As Dr. Frankenstein and countless others have learned, man should not mess with certain experiments while in a laboratory. And yet the characters in “Splice” go blithely ahead, driven by curiosity or misplaced parental yearning.
Clive (Adrien Brody) and Elsa (Sarah Polley) have made progress in developing strange little mutant creatures whose genetic gunk can be harvested to cure who-knows-what. (Their unit has the acronym NERD, which seems like poor foresight.)
But when their funding is pulled, the scientists go rogue, pursuing secret experiments with a distinctly humanoid emphasis.
There are some nicely horror-ific scenes with a new secret monster baby that grows up quickly, a cute little semi-human gal with an unfortunately lethal stinger in her tail.
Director Vincenzo Natali, who once made an enjoyably offbeat puzzler called “Cube,” takes time to let his dire creature grow to premature adulthood (played, somewhere beneath the makeup, by Delphine Chaneac).
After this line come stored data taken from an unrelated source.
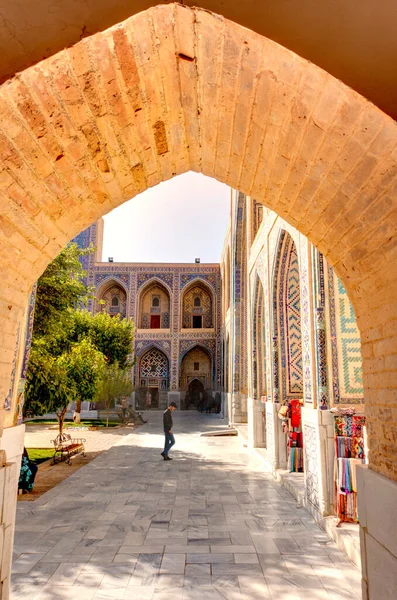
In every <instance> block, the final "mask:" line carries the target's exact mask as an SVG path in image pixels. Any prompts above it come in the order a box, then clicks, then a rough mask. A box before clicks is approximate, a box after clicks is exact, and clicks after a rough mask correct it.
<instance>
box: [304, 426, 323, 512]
mask: <svg viewBox="0 0 397 600" xmlns="http://www.w3.org/2000/svg"><path fill="white" fill-rule="evenodd" d="M304 455H305V488H306V497H307V499H308V500H309V502H310V503H311V504H312V505H313V506H314V507H315V508H317V509H319V508H320V492H319V474H318V469H319V460H318V456H317V445H316V430H315V428H314V427H311V426H309V425H307V424H305V425H304Z"/></svg>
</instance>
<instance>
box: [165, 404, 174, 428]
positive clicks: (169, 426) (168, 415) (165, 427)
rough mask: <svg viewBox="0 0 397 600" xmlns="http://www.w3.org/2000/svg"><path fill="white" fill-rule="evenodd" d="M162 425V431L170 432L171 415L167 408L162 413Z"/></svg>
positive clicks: (170, 412) (172, 423) (172, 424)
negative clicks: (162, 419)
mask: <svg viewBox="0 0 397 600" xmlns="http://www.w3.org/2000/svg"><path fill="white" fill-rule="evenodd" d="M163 425H164V431H171V429H172V425H173V423H172V415H171V411H170V409H169V408H167V409H166V410H165V411H164V413H163Z"/></svg>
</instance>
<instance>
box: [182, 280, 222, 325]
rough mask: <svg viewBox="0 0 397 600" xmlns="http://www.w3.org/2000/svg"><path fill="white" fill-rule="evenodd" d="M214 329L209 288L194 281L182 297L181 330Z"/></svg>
mask: <svg viewBox="0 0 397 600" xmlns="http://www.w3.org/2000/svg"><path fill="white" fill-rule="evenodd" d="M213 327H214V302H213V296H212V292H211V291H210V289H209V287H208V286H207V285H206V284H205V283H204V282H201V281H198V280H196V281H194V282H193V283H192V284H191V285H189V286H188V287H187V288H186V290H185V291H184V292H183V296H182V329H212V328H213Z"/></svg>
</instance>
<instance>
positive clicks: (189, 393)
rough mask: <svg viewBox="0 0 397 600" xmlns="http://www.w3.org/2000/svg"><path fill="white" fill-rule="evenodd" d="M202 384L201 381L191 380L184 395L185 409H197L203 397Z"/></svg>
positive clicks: (203, 391)
mask: <svg viewBox="0 0 397 600" xmlns="http://www.w3.org/2000/svg"><path fill="white" fill-rule="evenodd" d="M204 389H205V388H204V383H203V381H202V380H201V379H197V378H195V379H191V380H190V381H189V384H188V388H187V392H186V395H185V409H186V410H189V408H199V407H200V403H201V400H202V398H203V395H204Z"/></svg>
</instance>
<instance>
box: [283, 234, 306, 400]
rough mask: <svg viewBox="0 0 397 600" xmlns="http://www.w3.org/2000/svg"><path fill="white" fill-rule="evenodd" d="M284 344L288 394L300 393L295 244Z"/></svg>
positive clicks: (297, 279)
mask: <svg viewBox="0 0 397 600" xmlns="http://www.w3.org/2000/svg"><path fill="white" fill-rule="evenodd" d="M285 299H286V302H285V310H286V321H287V331H286V334H287V335H286V342H287V372H288V379H287V382H288V388H287V393H288V394H294V393H295V394H296V393H299V394H300V393H301V392H302V391H303V381H302V341H301V316H300V287H299V265H298V257H297V254H296V248H295V244H292V247H291V249H290V255H289V265H288V271H287V281H286V298H285Z"/></svg>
A couple of mildly kicky twists keep the plot moving.
But even though Natali tries to defuse the silly factor with some decent one-liners, and even though Brody and Polley are frankly overqualified for the material, at some point “Splice” becomes more incredible than its premise can reasonably support.
Or noncredible, maybe, in terms of what the characters decide to do and how they do it. Brody and Polley (she was in David Cronenberg’s “eXistenZ,” which is a distant cousin to this movie) try to make their characters’ behavior believable, but it’s a tough slog after a certain point.
“Splice” has some of the cold, cerebral feel of Canadian horror, especially as practiced by Cronenberg at his best. This works in favor of the film, because there are certain hot-blooded desires at loose in the story that will eventually come out (and make the experiment go even more disastrously than it already was going).
Despite my reservations about it, horror aficionados should definitely give “Splice” a look, as a distinctly 21st-century variation on an old story. It’s got a reliable lesson embedded in its cautionary tale: When it comes to collapse of dangerous experiments, the problems turn out to be human error.